Imponente, raffinato, dagli iconici colori bianco e rosso: è il Palazzo degli Impiegati Statali di Bari

di  Martedì 28 marzo 2023 4 min Letto 16.785 volte
foto di Francesco De Leo
BARI – Non è impreziosito da sculture e fregi liberty, non è arricchito neppure da stemmi e mascheroni, eppure è uno degli edifici più fotografati di Bari, per via della sua imponenza, per i raffinati geometrismi decò e soprattutto per l’iconico colore bianco e rosso. È la descrizione del Palazzo degli Impiegati Statali, opera del grande architetto Saverio Dioguardi che si erge dal 1926 nel quartiere Umbertino, occupando un intero isolato compreso tra le vie De Giosa, Montenegro, Bozzi e Cognetti. (Vedi foto galleria)

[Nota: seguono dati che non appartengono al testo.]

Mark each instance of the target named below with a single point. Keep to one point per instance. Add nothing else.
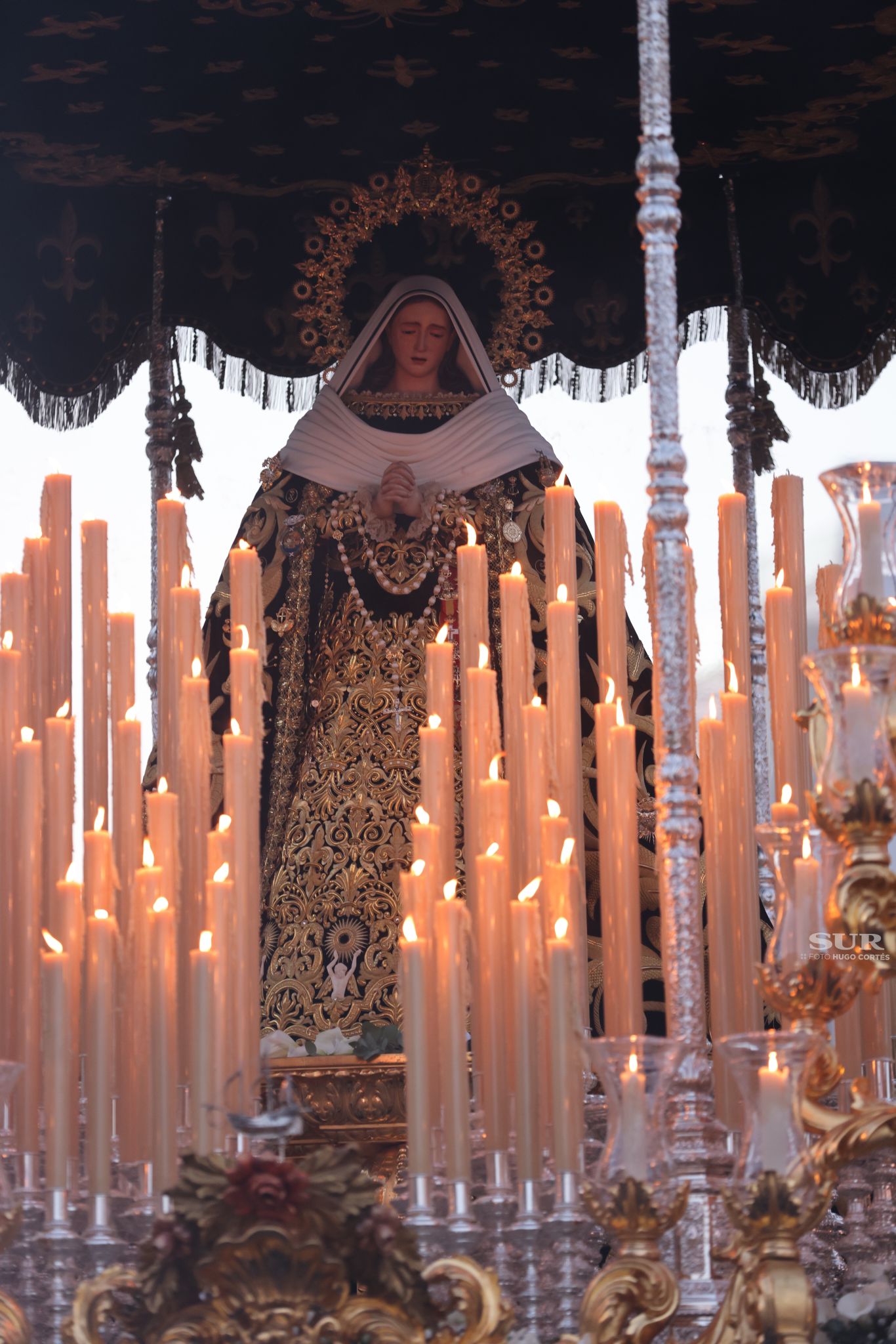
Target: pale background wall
(603, 446)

Siamo andati a visitarlo partendo proprio da quest’ultima strada, lì dove il fabbricato mostra il lato migliore anche grazie al contrasto cromatico che crea con i suoi più famosi dirimpettai: il Teatro Petruzzelli e il Palazzo dell’Acquedotto Pugliese. Il rosso richiama infatti volutamente lo stesso colore del politeama inaugurato un ventennio prima, mentre il bianco sembra dialogare con il candido marmo della sede dell’Aqp, ultimata però sei anni dopo.

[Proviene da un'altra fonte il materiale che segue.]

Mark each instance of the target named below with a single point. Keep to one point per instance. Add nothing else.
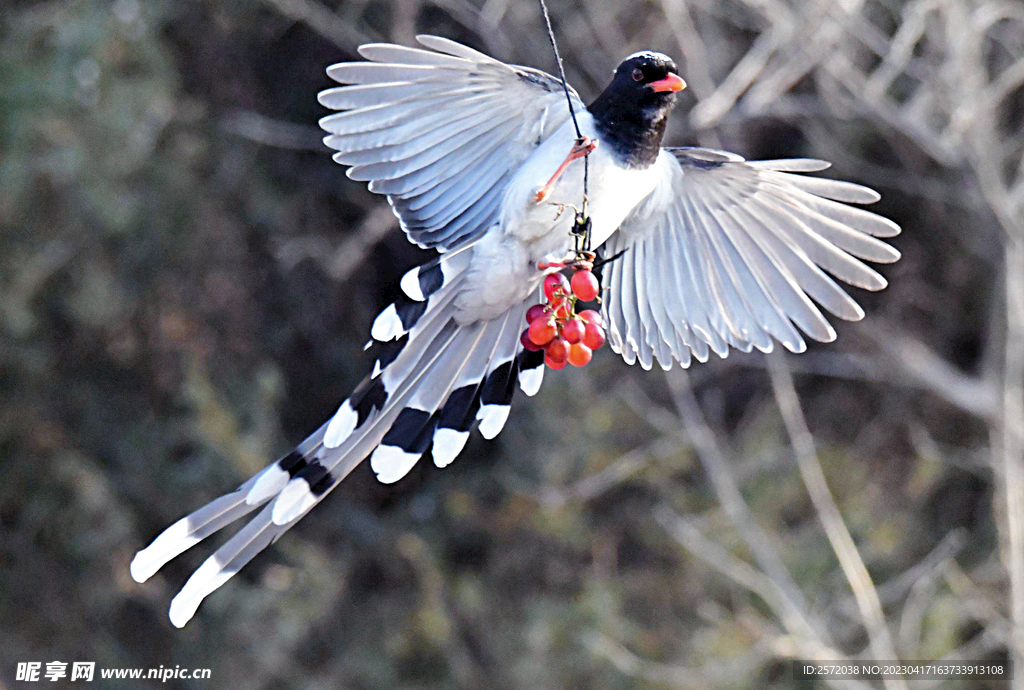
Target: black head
(632, 112)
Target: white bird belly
(504, 266)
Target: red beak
(671, 83)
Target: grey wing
(729, 253)
(439, 131)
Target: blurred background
(187, 279)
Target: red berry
(554, 283)
(580, 355)
(536, 312)
(593, 336)
(527, 343)
(542, 331)
(552, 363)
(558, 350)
(585, 286)
(572, 331)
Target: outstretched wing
(439, 131)
(727, 252)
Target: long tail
(432, 380)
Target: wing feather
(726, 253)
(438, 129)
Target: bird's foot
(584, 146)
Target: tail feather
(432, 380)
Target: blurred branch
(343, 34)
(915, 359)
(720, 473)
(807, 642)
(832, 519)
(1012, 442)
(269, 132)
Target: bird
(478, 159)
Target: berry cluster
(565, 336)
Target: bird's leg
(582, 147)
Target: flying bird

L’edificio, nonostante l’altezza, si erge solo su quattro livelli più il piano terra. Quest’ultimo, caso raro nel centro di Bari, non presenta locali occupati da esercizi commerciali. La parte inferiore è caratterizzata da un bugnato a fascia, sui quali si innestano gli altri piani segnati da lunghi balconi con ringhiere in ferro battuto e finestroni tra alte lesene. L’ultimo presenta decori geometrici blu e bianchi sovrastati dal longilineo cornicione. Alla continuità delle facciate è stata poi riservata particolare cura, grazie alla creazione di una curvatura in corrispondenza di ogni angolo della struttura.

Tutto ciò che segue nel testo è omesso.